El bulto me había desgarrado la piel; un llamado desesperado de atención. Sangraba..., un recuerdo carmesí de mi negligencia. Rastreé sus bordes, con las yemas de los dedos temblorosos. ¿Cómo había dejado que llegara a esto? ¿Cómo me había convertido a la vez en víctima y victimario?
La calle susurraba sus secretos: las historias de innumerables almas que habían caminado por estos mismos callejones, sus batallas grabadas en el pavimento. Pero yo era diferente, ¿no? Yo era inquebrantable. Aun así, el agujero se burlaba de mí; una herida que se negaba a cicatrizar. La infección se arrastraba, como zarcillos de dolor que alcanzaban mi corazón.

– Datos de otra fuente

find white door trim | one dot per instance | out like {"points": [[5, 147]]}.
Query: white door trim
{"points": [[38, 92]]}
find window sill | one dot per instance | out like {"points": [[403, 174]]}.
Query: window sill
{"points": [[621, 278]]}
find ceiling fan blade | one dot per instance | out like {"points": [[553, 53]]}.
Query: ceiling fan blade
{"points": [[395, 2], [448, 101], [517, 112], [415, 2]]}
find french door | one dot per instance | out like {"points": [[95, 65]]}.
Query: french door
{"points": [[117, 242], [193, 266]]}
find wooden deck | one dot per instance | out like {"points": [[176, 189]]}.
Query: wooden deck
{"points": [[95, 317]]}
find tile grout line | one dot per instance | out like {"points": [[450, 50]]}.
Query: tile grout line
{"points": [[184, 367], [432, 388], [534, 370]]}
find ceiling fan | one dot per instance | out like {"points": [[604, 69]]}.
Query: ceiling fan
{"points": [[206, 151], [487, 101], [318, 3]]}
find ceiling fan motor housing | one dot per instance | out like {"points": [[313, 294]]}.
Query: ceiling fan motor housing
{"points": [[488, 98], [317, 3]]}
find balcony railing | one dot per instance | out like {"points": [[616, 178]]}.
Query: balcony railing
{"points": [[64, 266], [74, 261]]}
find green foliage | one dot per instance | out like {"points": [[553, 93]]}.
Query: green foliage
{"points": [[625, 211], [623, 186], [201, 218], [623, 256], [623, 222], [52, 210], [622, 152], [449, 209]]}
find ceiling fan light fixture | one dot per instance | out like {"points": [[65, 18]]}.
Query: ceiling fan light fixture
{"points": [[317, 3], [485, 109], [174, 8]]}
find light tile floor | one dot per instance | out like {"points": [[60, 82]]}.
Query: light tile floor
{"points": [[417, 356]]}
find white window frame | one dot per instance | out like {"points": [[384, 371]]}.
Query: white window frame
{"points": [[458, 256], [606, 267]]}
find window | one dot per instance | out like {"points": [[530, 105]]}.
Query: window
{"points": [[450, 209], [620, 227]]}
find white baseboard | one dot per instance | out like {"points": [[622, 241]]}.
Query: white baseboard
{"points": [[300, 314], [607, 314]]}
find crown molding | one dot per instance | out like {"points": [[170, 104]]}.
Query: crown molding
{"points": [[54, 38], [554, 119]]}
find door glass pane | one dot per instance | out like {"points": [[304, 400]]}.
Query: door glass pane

Llegó el momento, el que había estado evitando, la llamada que temía. Tuve que comunicarme con mi hermana y pedirle que viniera a buscarme. Pero las meras palabras no bastarían; necesitaba la verdad. Así que marqué su número, mis dedos temblorosos navegando por los botones que conocía.

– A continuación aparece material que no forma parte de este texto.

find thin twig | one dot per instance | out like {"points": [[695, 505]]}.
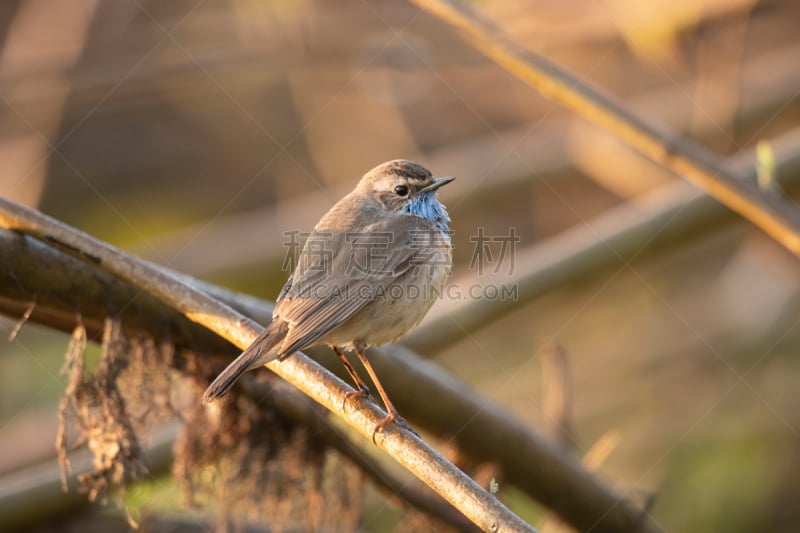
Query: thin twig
{"points": [[777, 217], [618, 235], [474, 502]]}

La espera pareció una eternidad, cada segundo resonaba con incertidumbre. Mientras sujetaba el teléfono, pensando en colgar, su voz irrumpió, un salvavidas en la oscuridad. Sin vacilar, vertí mi verdad: el peso de la lucha de un año, las batallas silenciosas libradas en mi interior.
Su “Sí” supuso un alivio, pero venía con una advertencia: recién en cuatro días podía venir. Cuatro días: un abismo de tiempo que no pude achicar. La desesperación alimentó mi siguiente movimiento: me tomé una foto de la mama, se la envié y esperé. En menos de un minuto llegó su mensaje: llegaría en cuatro horas.
Empaqué mis escasas pertenencias, restos de una vida al límite. Imaginando calidez, cuidados y apoyo de hermana, soñaba despierta con quedarme con ella durante el tratamiento. Juré desintoxicarme, salir de la indigencia, sabiendo que ella sería mi ancla.
Pero la realidad hizo añicos mis ilusiones. Sus gestiones no me llevaron a su casa, sino a un albergue para indigentes. La ausencia de mi familia era más profunda que cualquier herida. Me habían olvidado, me habían dejado navegar sola por la tormenta del cáncer. No tuve ninguna mano de la cual tomarme durante los primeros pasos de la quimio, ninguna voz que calmara mis miedos.
En ese refugio, aprendí de nuevo a resistir. Los tacones de aguja no pudieron protegerme, pero la fuerza surgió de las profundidades. Y al enfrentarme a la batalla, juré reescribir mi historia: una en la que la compasión triunfara sobre el abandono.